And he did remember, the small artist’s studio in Paris, the Cup of adamas, Magdalena not expecting the attack as he drew his blade and stabbed her; the look on her face as she fell against the worktable, dying—
Blood on his blade, on his hands, on his clothes. Not demon’s blood or ichor. Not the blood of an enemy. The blood of a Shadowhunter.
“You remember,” said Magdalena, cocking her head to the side with a small smile. “How would a demon know the things I know, Jace Herondale?”
“Not—my name,” Jace whispered. His blood felt hot in his veins, tightening his throat, choking off his words. He thought of the silver box with the birds on it, herons graceful in the air, the history of one of the great Shadowhunter families laid out in books and letters and heirlooms, and how he had felt as if he didn’t deserve to touch the contents.
Her expression twitched, as if she didn’t quite understand what he had said, but she went on smoothly, stepping toward him across the broken ground. “Then what are you? You have no real claim on the name of Lightwood. Are you a Morgenstern? Like Jonathan?”
Jace took a breath that scorched his throat like fire. His body was slick with sweat, his hands shaking. Everything in him screamed that he should lunge forward, should pierce the Magdalena creature with his seraph blade, but he kept seeing her falling, dying, in Paris, and himself standing over her, realizing what he had done, that he was a murderer, and how could you murder the same person twice—
“You liked it, didn’t you?” she whispered. “Being bound to Jonathan, being one with him? It freed you. You can tell yourself now that everything you did was forced on you, that you weren’t the one acting, that you didn’t drive that blade into me, but we two know the truth. Lilith’s bond was only an excuse for you to do the things you desired to do anyway.”

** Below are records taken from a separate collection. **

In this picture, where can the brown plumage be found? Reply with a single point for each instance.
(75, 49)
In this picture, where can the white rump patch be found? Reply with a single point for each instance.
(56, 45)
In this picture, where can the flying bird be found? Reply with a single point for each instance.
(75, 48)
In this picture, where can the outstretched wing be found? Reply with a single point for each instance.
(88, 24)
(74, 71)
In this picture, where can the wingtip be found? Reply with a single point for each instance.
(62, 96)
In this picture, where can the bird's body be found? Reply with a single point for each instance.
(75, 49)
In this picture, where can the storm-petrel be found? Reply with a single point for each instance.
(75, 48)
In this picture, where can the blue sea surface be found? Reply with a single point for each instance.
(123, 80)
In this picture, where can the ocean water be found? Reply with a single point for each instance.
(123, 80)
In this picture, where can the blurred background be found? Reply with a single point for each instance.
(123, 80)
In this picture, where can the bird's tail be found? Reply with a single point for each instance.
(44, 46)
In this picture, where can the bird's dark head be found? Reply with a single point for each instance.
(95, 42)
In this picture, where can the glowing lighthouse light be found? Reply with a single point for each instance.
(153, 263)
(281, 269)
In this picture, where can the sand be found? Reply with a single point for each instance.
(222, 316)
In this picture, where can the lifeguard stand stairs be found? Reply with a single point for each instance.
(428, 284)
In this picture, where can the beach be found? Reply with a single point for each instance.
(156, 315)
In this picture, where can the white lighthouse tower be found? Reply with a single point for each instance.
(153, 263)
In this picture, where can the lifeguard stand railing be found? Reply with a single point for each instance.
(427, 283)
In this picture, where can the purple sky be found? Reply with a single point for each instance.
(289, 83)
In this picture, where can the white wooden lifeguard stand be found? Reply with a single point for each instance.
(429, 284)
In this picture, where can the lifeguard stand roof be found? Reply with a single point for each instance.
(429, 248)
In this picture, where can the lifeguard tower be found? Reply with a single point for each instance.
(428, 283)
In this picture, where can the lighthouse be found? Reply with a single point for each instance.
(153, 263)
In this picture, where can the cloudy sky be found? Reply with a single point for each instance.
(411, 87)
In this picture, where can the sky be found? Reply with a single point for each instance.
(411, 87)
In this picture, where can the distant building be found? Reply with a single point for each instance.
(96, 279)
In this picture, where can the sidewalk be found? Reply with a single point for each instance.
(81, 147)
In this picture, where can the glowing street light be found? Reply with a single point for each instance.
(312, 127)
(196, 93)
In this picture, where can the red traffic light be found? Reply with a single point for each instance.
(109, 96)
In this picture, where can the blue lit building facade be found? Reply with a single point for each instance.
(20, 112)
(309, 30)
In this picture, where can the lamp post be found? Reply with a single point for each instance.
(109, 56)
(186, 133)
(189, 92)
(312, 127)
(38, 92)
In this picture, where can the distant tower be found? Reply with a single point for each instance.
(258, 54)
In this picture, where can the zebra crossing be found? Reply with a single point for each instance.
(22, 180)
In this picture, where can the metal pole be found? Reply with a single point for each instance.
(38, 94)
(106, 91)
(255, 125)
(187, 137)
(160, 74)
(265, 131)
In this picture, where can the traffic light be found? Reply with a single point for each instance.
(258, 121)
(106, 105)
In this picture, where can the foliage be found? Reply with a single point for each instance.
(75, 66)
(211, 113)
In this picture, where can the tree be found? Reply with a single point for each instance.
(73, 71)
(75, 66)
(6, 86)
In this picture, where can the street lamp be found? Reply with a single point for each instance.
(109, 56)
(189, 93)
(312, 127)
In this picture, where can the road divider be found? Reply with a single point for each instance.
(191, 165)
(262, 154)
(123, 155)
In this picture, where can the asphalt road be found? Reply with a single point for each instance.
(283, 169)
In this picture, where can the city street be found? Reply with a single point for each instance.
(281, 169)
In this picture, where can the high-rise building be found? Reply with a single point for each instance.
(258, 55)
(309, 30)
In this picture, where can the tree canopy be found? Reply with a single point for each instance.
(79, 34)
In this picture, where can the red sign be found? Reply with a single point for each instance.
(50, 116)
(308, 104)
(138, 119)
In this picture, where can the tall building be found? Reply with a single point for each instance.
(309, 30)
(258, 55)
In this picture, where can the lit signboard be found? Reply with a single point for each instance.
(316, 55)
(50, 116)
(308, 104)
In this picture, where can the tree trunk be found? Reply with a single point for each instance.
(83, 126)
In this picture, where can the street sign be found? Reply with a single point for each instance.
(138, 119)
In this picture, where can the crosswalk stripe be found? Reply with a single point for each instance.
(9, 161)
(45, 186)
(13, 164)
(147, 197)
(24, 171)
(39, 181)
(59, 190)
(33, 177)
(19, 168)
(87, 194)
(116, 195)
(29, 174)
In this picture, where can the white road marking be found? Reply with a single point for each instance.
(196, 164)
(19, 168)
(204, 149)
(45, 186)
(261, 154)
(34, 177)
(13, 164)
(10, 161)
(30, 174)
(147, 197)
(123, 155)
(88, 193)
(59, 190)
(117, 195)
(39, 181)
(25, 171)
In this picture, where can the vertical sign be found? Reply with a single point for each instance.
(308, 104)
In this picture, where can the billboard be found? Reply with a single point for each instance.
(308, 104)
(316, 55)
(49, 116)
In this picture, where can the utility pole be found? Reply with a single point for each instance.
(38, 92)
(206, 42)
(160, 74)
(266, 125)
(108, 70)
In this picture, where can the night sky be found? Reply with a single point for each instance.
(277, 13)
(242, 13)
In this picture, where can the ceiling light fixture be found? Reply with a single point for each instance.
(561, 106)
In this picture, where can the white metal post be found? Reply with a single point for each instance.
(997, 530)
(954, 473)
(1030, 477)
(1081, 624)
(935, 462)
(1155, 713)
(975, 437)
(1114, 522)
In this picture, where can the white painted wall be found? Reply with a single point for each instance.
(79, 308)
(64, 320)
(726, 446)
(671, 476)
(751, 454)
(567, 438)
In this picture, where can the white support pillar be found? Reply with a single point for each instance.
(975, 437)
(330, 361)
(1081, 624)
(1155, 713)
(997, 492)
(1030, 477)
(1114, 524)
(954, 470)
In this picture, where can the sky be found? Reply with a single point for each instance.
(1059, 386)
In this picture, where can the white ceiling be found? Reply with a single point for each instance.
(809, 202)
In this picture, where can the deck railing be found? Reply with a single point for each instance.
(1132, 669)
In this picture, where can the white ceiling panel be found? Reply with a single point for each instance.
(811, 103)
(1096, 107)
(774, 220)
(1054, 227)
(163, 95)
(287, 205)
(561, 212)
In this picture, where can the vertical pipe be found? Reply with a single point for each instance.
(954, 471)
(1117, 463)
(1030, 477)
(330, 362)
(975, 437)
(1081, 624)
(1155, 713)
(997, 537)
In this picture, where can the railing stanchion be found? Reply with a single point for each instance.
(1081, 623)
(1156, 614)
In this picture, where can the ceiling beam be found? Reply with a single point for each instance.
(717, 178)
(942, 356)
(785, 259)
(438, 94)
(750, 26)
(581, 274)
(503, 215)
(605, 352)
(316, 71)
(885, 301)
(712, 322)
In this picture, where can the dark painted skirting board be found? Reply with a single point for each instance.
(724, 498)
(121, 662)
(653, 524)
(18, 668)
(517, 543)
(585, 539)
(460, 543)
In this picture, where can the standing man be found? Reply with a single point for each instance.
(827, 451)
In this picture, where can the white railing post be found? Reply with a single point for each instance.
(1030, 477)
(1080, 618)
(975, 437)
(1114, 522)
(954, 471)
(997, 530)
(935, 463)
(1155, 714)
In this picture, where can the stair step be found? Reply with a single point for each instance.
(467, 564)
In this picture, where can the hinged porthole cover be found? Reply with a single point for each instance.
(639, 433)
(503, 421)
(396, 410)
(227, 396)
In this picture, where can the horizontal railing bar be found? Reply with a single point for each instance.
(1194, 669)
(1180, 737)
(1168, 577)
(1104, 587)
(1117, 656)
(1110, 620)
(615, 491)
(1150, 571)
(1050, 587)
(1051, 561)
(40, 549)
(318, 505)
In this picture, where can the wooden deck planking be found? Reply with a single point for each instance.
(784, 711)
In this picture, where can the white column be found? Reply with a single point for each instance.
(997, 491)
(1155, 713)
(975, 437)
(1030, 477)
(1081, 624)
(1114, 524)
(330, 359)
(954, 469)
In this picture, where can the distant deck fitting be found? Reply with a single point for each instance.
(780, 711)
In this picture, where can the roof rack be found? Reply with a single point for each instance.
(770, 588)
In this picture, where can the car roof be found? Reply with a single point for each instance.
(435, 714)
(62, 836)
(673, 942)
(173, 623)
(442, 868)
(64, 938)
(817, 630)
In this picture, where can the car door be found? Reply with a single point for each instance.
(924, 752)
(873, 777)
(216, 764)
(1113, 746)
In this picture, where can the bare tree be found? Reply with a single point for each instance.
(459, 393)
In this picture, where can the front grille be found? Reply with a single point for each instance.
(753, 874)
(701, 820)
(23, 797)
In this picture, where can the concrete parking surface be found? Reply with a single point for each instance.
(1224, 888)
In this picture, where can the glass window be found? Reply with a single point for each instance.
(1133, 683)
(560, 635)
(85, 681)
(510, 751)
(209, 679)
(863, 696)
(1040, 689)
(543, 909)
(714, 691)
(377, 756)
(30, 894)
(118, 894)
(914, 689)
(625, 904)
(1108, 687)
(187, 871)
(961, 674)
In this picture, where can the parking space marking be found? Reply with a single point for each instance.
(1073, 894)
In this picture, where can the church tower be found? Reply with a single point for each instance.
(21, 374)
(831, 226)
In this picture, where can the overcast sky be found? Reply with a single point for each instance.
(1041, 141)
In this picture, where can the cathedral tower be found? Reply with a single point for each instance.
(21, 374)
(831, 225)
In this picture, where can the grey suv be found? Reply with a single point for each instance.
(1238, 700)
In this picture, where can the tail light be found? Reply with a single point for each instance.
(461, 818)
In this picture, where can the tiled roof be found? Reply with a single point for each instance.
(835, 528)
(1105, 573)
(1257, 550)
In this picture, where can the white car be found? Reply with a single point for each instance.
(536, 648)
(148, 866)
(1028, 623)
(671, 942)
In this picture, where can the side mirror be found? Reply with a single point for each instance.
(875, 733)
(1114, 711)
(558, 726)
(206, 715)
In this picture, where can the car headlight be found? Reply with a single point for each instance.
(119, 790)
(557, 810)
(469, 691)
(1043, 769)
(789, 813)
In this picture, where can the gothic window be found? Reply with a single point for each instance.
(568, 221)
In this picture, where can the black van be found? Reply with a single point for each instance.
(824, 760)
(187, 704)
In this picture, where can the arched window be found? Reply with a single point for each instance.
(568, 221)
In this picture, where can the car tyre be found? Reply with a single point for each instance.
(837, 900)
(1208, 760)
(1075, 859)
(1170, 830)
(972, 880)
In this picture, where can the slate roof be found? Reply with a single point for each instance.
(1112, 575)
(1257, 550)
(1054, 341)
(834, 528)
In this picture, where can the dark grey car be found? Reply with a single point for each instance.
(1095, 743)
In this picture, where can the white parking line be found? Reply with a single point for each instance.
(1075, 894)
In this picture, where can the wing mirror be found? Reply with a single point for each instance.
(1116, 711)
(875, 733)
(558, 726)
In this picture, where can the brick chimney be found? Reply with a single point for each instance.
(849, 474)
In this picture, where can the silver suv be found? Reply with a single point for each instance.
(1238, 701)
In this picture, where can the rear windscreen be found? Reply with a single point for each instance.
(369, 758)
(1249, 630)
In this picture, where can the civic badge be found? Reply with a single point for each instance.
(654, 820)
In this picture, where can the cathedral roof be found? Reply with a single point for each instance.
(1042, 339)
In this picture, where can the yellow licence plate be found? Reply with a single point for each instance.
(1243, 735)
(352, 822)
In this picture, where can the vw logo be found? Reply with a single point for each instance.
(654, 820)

Clary, he thought, achingly. If she were here, he would have her inexplicable conviction to cling to, her belief that he was intrinsically good, a belief that served as a fortress through which no doubt could travel. But she was not here and he was alone in a burned, dead land, the same dead land—
“You saw it, didn’t you?” Magdalena hissed, and she was almost on him now, her eyes leaping and flaring orange and red. “This burned land, all destruction, and you ruling over it? That was your vision? The wish of your heart?” She caught at his wrist, and her voice rose, exultant, no longer quite human. “You think your dark secret is that you want to be like Jonathan, but I will tell you the true secret, the darkest secret. You already are.”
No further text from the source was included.